Tout d’abord, le  » risque de transition « , c’est le risque que la valeur d’énormes investissements irrécupérables se réduise, car les organismes de réglementation et les investisseurs prennent au sérieux la réduction des émissions de carbone. La rentabilité des centrales électriques à combustibles fossiles, des mines de charbon et des champs de pétrole, des usines de fabrication de voitures à combustion interne – et des entreprises à l’origine de ces actifs – pourrait chuter à mesure que la société se décarbonise. Si le changement atteignait une ampleur significative, des billions de dollars d’infrastructures pourraient perdre de la valeur, se transformant en ce que les investisseurs appellent des  » actifs échoués « .

Il y a des signes qui montrent que cela se produit déjà. Les stocks de charbon ont chuté, en grande partie à cause de la compétitivité croissante des combustibles à faible teneur en carbone sur le plan des coûts : L’indice Dow Jones du charbon américain est en baisse de 95 % par rapport à son sommet de 2011. En janvier, le CRO Forum, une organisation néerlandaise regroupant les responsables des risques des grands assureurs, a mis en garde contre de nouveaux types de sinistres liés au climat auxquels les assureurs pourraient être confrontés.

Parmi eux : les grosses factures d’entreprises qu’ils assurent contre les poursuites judiciaires. À ce stade, une action en justice accusant les grands émetteurs de carbone d’avoir contribué aux changements climatiques ou de ne pas avoir suffisamment réagi à ces changements commence à peine à voir le jour. Mais, comme le groupe d’assurance l’a fait remarquer de façon inquiétante, la science qui consiste à imputer la responsabilité du climat aux entreprises polluantes  » se développe rapidement « .

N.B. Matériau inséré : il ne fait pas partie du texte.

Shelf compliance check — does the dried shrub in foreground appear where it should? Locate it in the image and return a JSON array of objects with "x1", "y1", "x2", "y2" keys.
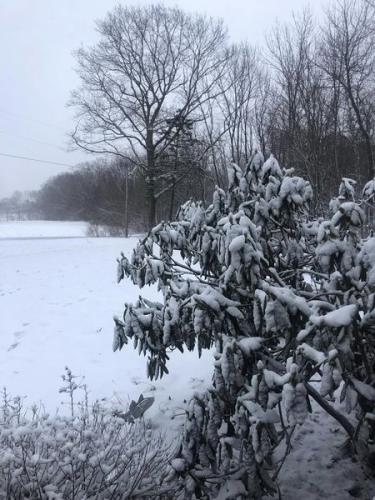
[{"x1": 0, "y1": 380, "x2": 173, "y2": 500}]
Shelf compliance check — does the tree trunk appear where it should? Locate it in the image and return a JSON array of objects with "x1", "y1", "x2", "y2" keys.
[
  {"x1": 124, "y1": 166, "x2": 129, "y2": 238},
  {"x1": 145, "y1": 132, "x2": 156, "y2": 231}
]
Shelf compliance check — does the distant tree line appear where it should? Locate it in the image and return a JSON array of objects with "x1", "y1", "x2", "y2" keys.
[
  {"x1": 71, "y1": 0, "x2": 375, "y2": 226},
  {"x1": 3, "y1": 0, "x2": 375, "y2": 228}
]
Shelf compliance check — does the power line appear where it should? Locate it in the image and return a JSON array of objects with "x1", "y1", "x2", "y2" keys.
[
  {"x1": 0, "y1": 108, "x2": 66, "y2": 132},
  {"x1": 0, "y1": 130, "x2": 64, "y2": 151},
  {"x1": 0, "y1": 153, "x2": 75, "y2": 168}
]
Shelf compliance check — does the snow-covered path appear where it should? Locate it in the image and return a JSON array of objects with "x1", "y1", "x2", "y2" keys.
[{"x1": 0, "y1": 222, "x2": 211, "y2": 428}]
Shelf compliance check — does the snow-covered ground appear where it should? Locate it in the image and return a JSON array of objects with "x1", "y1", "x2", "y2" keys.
[
  {"x1": 0, "y1": 221, "x2": 212, "y2": 430},
  {"x1": 0, "y1": 222, "x2": 375, "y2": 500},
  {"x1": 0, "y1": 221, "x2": 87, "y2": 240}
]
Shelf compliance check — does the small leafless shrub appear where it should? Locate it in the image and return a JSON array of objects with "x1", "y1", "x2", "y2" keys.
[{"x1": 0, "y1": 370, "x2": 173, "y2": 500}]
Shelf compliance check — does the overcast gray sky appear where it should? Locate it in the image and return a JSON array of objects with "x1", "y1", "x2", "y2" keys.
[{"x1": 0, "y1": 0, "x2": 331, "y2": 198}]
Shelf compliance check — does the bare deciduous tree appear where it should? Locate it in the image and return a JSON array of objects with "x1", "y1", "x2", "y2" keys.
[
  {"x1": 322, "y1": 0, "x2": 375, "y2": 178},
  {"x1": 71, "y1": 5, "x2": 227, "y2": 227}
]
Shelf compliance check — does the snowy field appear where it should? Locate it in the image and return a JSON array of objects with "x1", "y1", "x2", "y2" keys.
[
  {"x1": 0, "y1": 222, "x2": 375, "y2": 500},
  {"x1": 0, "y1": 221, "x2": 212, "y2": 430}
]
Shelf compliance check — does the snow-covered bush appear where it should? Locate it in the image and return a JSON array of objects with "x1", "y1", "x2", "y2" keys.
[
  {"x1": 0, "y1": 370, "x2": 173, "y2": 500},
  {"x1": 113, "y1": 152, "x2": 375, "y2": 499}
]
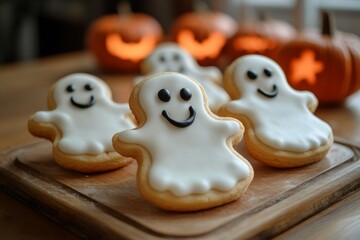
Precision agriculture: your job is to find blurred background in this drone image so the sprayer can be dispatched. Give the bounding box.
[0,0,360,65]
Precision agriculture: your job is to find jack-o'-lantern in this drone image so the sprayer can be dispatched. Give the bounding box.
[87,4,163,72]
[277,12,360,104]
[227,14,296,60]
[170,1,237,66]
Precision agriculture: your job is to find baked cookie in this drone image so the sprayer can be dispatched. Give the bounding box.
[136,43,230,112]
[113,73,253,211]
[28,73,136,173]
[220,55,333,168]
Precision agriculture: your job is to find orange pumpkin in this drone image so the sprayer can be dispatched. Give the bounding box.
[87,5,163,72]
[277,12,360,104]
[170,2,237,66]
[227,12,296,60]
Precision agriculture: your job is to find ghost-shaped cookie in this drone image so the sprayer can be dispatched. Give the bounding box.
[28,73,136,172]
[220,55,333,167]
[113,72,253,211]
[136,43,230,112]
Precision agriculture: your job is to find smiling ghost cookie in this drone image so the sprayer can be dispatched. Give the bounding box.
[220,55,333,168]
[136,43,230,112]
[113,73,253,211]
[28,73,135,172]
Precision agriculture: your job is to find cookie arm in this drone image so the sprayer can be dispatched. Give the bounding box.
[296,91,319,112]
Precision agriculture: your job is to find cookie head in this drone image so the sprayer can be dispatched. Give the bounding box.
[53,74,110,110]
[139,73,205,128]
[233,55,287,99]
[143,43,197,74]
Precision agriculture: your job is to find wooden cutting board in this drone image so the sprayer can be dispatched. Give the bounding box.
[0,140,360,239]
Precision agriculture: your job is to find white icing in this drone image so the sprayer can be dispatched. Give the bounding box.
[120,73,250,196]
[226,55,332,152]
[34,73,135,154]
[137,43,230,111]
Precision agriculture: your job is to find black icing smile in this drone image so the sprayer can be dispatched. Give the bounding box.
[70,95,95,108]
[257,84,278,98]
[161,106,196,128]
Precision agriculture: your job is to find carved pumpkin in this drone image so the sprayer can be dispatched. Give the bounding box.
[277,12,360,104]
[87,5,163,72]
[227,12,296,60]
[170,2,237,66]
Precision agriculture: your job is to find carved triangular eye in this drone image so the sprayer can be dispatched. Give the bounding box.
[246,70,257,80]
[158,88,171,102]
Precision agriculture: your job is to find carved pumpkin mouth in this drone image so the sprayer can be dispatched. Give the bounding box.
[105,33,157,62]
[177,30,226,60]
[257,84,279,98]
[161,106,196,128]
[233,36,276,52]
[70,95,95,109]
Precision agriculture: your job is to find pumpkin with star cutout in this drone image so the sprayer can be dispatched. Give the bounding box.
[227,14,296,60]
[87,2,163,72]
[277,12,360,104]
[170,2,237,66]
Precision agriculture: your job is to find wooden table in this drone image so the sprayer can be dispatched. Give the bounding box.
[0,53,360,239]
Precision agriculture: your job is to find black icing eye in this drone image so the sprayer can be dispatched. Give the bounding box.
[158,88,171,102]
[180,88,192,101]
[159,55,165,62]
[246,70,257,80]
[84,84,94,91]
[66,84,75,93]
[173,54,180,61]
[264,68,272,77]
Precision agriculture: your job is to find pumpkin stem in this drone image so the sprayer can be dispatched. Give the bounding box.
[117,1,132,16]
[321,11,334,37]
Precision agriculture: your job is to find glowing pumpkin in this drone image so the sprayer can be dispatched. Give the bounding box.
[87,5,163,72]
[227,15,296,60]
[170,2,237,66]
[277,13,360,104]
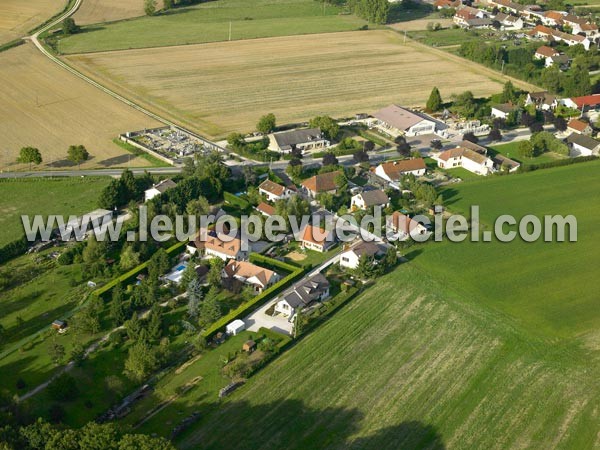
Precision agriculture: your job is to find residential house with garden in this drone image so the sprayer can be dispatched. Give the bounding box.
[492,103,519,120]
[258,180,296,202]
[567,133,600,158]
[525,91,558,111]
[255,202,275,217]
[144,179,177,202]
[340,240,387,269]
[222,259,280,294]
[567,119,594,136]
[375,158,427,183]
[433,147,494,176]
[269,128,331,154]
[275,273,330,318]
[371,105,436,137]
[385,211,427,240]
[299,225,335,253]
[350,189,390,211]
[187,229,250,261]
[302,170,342,198]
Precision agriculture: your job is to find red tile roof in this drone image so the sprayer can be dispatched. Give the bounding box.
[256,202,275,216]
[571,94,600,108]
[301,225,331,246]
[569,119,589,133]
[302,170,341,193]
[381,158,427,180]
[258,180,285,196]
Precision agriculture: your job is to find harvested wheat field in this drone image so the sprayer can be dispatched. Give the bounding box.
[73,0,162,25]
[0,43,158,170]
[66,31,536,137]
[0,0,66,44]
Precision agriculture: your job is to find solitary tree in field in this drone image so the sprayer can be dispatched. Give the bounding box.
[426,87,442,112]
[67,145,90,169]
[62,17,79,36]
[256,113,276,134]
[144,0,156,16]
[17,147,42,170]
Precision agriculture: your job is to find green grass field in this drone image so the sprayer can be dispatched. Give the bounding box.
[409,28,482,47]
[490,142,566,166]
[0,177,110,246]
[414,162,600,340]
[178,162,600,449]
[59,0,366,53]
[177,264,599,450]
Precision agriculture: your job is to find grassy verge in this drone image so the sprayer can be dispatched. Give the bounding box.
[113,138,171,167]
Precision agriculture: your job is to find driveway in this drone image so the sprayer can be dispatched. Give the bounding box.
[244,296,294,336]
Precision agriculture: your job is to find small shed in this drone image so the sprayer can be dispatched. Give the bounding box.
[52,320,67,330]
[242,339,256,353]
[225,319,246,336]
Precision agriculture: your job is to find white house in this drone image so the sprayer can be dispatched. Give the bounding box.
[434,147,494,175]
[525,91,558,111]
[300,225,335,253]
[340,241,385,269]
[269,128,331,153]
[222,259,279,294]
[225,319,246,336]
[385,211,427,240]
[375,158,427,182]
[373,105,436,136]
[350,189,390,211]
[275,273,330,318]
[59,209,113,241]
[567,119,594,136]
[492,153,521,173]
[186,229,251,261]
[258,180,296,202]
[144,179,177,202]
[494,13,525,30]
[567,133,600,158]
[492,103,518,120]
[533,45,560,59]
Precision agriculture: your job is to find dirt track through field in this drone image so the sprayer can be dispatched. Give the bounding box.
[66,31,522,137]
[0,43,158,170]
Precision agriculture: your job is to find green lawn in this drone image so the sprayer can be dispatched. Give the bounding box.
[490,142,566,166]
[409,28,482,47]
[176,263,600,450]
[59,0,366,53]
[0,177,110,246]
[446,167,481,181]
[414,162,600,339]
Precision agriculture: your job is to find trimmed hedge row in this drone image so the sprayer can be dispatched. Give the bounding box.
[223,191,252,209]
[0,235,29,264]
[202,255,304,339]
[92,241,187,297]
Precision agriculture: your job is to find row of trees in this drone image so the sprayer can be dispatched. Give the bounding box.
[17,145,90,170]
[459,40,600,97]
[0,420,175,450]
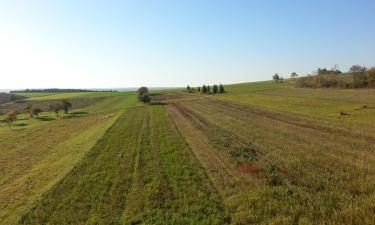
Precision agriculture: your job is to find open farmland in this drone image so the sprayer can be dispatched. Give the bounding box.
[0,80,375,225]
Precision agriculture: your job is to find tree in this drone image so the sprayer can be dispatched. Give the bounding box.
[3,110,18,129]
[272,73,280,82]
[366,67,375,88]
[219,84,225,93]
[32,107,43,118]
[61,100,73,114]
[49,104,63,117]
[141,94,151,104]
[137,87,148,96]
[25,104,34,118]
[349,65,367,88]
[202,84,207,94]
[212,84,219,94]
[138,87,151,104]
[290,72,298,79]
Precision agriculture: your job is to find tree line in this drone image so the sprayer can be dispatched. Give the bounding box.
[10,88,96,93]
[186,84,225,94]
[297,65,375,88]
[2,100,73,129]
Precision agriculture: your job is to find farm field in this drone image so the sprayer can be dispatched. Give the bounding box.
[0,80,375,225]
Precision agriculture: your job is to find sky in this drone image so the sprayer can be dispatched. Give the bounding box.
[0,0,375,89]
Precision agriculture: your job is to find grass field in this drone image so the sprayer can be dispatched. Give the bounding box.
[0,80,375,225]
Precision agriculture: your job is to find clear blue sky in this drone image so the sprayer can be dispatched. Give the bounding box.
[0,0,375,88]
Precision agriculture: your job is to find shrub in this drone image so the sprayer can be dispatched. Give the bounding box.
[61,100,73,114]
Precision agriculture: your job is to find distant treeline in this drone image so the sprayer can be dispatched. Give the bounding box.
[297,65,375,88]
[10,88,116,93]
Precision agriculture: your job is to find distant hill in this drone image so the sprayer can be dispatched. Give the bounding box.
[10,88,97,93]
[0,93,26,105]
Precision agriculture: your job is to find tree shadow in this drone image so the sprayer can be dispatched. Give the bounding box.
[69,112,89,115]
[13,123,27,127]
[36,116,55,121]
[63,112,89,119]
[150,102,168,105]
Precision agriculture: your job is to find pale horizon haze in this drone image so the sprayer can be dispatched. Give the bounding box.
[0,0,375,89]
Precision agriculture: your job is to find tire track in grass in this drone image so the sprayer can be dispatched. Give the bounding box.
[121,107,150,224]
[122,106,229,224]
[20,108,143,224]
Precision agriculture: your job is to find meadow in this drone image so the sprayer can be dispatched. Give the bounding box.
[0,80,375,225]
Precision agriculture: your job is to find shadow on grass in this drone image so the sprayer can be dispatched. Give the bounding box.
[63,112,89,119]
[150,102,168,105]
[13,123,27,127]
[69,112,89,115]
[36,116,55,121]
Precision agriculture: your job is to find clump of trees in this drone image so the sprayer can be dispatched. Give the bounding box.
[272,73,284,83]
[290,72,298,79]
[1,100,73,128]
[3,110,19,129]
[49,104,63,117]
[197,84,225,94]
[25,104,43,118]
[61,100,73,114]
[297,65,375,88]
[48,100,73,117]
[137,87,151,104]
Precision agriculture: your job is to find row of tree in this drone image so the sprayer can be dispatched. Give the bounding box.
[137,87,151,104]
[186,84,225,94]
[2,100,73,128]
[297,65,375,88]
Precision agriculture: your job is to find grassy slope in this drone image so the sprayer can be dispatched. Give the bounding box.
[22,106,226,224]
[2,80,375,224]
[164,81,375,224]
[0,93,137,224]
[217,80,375,126]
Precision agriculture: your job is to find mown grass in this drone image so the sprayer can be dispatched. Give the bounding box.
[215,81,375,126]
[0,80,375,225]
[0,93,137,225]
[21,106,229,224]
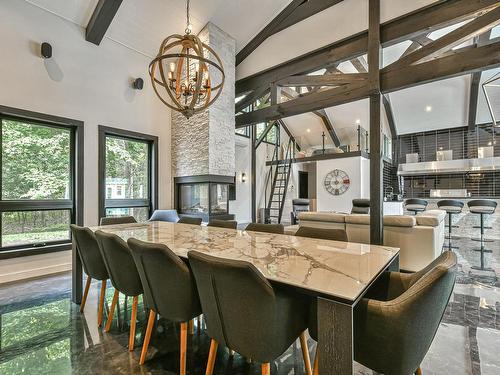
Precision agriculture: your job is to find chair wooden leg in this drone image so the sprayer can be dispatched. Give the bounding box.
[139,310,156,365]
[205,339,219,375]
[180,323,188,375]
[97,280,107,327]
[313,349,319,375]
[104,289,120,332]
[80,276,92,312]
[128,296,139,352]
[300,331,312,375]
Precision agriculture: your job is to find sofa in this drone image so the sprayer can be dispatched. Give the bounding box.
[298,210,446,272]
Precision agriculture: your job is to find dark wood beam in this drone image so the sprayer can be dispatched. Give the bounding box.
[254,121,276,148]
[85,0,122,45]
[313,109,340,147]
[351,56,368,73]
[381,42,500,93]
[236,0,342,66]
[467,30,491,130]
[236,0,498,95]
[276,73,368,87]
[234,86,269,113]
[368,0,384,245]
[389,3,500,69]
[382,94,398,139]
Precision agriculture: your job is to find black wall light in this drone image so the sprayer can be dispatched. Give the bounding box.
[132,78,144,90]
[40,42,52,59]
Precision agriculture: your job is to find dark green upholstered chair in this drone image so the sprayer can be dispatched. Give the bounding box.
[295,227,347,242]
[207,219,238,229]
[127,238,201,368]
[178,216,202,225]
[101,216,137,225]
[95,230,143,351]
[245,223,285,234]
[70,224,109,326]
[149,210,179,223]
[309,251,457,375]
[188,251,310,375]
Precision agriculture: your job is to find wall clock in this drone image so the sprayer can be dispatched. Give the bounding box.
[323,169,351,195]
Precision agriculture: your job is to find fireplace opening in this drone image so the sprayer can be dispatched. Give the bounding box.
[175,175,234,221]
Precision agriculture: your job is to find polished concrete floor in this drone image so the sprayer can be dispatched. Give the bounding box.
[0,239,500,375]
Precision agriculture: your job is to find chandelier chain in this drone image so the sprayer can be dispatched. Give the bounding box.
[185,0,191,34]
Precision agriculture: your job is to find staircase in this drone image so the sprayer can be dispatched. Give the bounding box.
[266,139,295,223]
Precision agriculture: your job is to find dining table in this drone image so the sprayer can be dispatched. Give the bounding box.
[72,221,399,375]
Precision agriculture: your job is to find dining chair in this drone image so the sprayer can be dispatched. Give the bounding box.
[95,230,143,351]
[245,223,285,234]
[127,238,201,375]
[309,251,457,375]
[188,251,311,375]
[70,224,109,327]
[149,210,179,223]
[295,227,347,242]
[207,219,238,229]
[101,216,137,225]
[177,216,202,225]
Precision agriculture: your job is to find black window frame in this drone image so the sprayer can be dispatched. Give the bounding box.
[98,125,158,222]
[0,105,84,259]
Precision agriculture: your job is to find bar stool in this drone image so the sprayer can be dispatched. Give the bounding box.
[467,199,497,253]
[437,199,464,250]
[405,198,427,215]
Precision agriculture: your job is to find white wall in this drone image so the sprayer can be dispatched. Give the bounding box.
[316,157,370,212]
[0,0,172,225]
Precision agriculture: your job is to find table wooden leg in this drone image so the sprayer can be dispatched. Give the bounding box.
[317,298,354,375]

Le siège de Swiss Re, au bord du lac à Zurich .

L’autre menace est le  » risque physique  » : le réchauffement des températures pourrait déclencher une élévation du niveau de la mer, l’intensification des tempêtes et les incendies de forêt alimentés par la sécheresse effaçant ainsi d’mportantes sommes sur les bilans des entreprises.

Une carte du Swiss Re Institute retraçant les dégâts causés par les menaces récentes ressemble à des pics ascendants dans les Alpes : l’ouragan Sandy à New York en 2012, l’ouragan Harvey au Texas et en Louisiane en 2017, et les incendies apocalyptiques en Californie en 2018. (Voir le graphique ci-dessous.) D’après les observateurs, vers le milieu du siècle, les dommages pourraient rendre pittoresques ce qui est apparu jusqu’à présent. Aux États-Unis, le Forum CRO a déclaré que certaines zones côtières et en lisière de forêt « sont déjà à la limite de l’inassurabilité ».

Ces inquiétudes incitent certains des plus grands acteurs de l’économie mondiale à agir. Cette année seulement, le fonds souverain norvégien, le plus important au monde, a déclaré qu’il se dessaisissait de ses participations dans des sociétés d’exploration et de production de pétrole et de gaz naturel. Et la Banque d’Angleterre a demandé aux assureurs britanniques d’évaluer la façon dont le changement climatique pourrait affecter leurs rendements. Au cours des deux dernières années, bon nombre des plus grands assureurs et réassureurs du monde, dont Allianz et Munich Re en Allemagne, AXA et SCOR en France, et Chubb, dont le principal marché est les États-Unis, ont annoncé qu’ils allaient réduire leur engagement dans le charbon, que ce soit dans leurs investissements, leurs portefeuilles d’assurance ou les deux.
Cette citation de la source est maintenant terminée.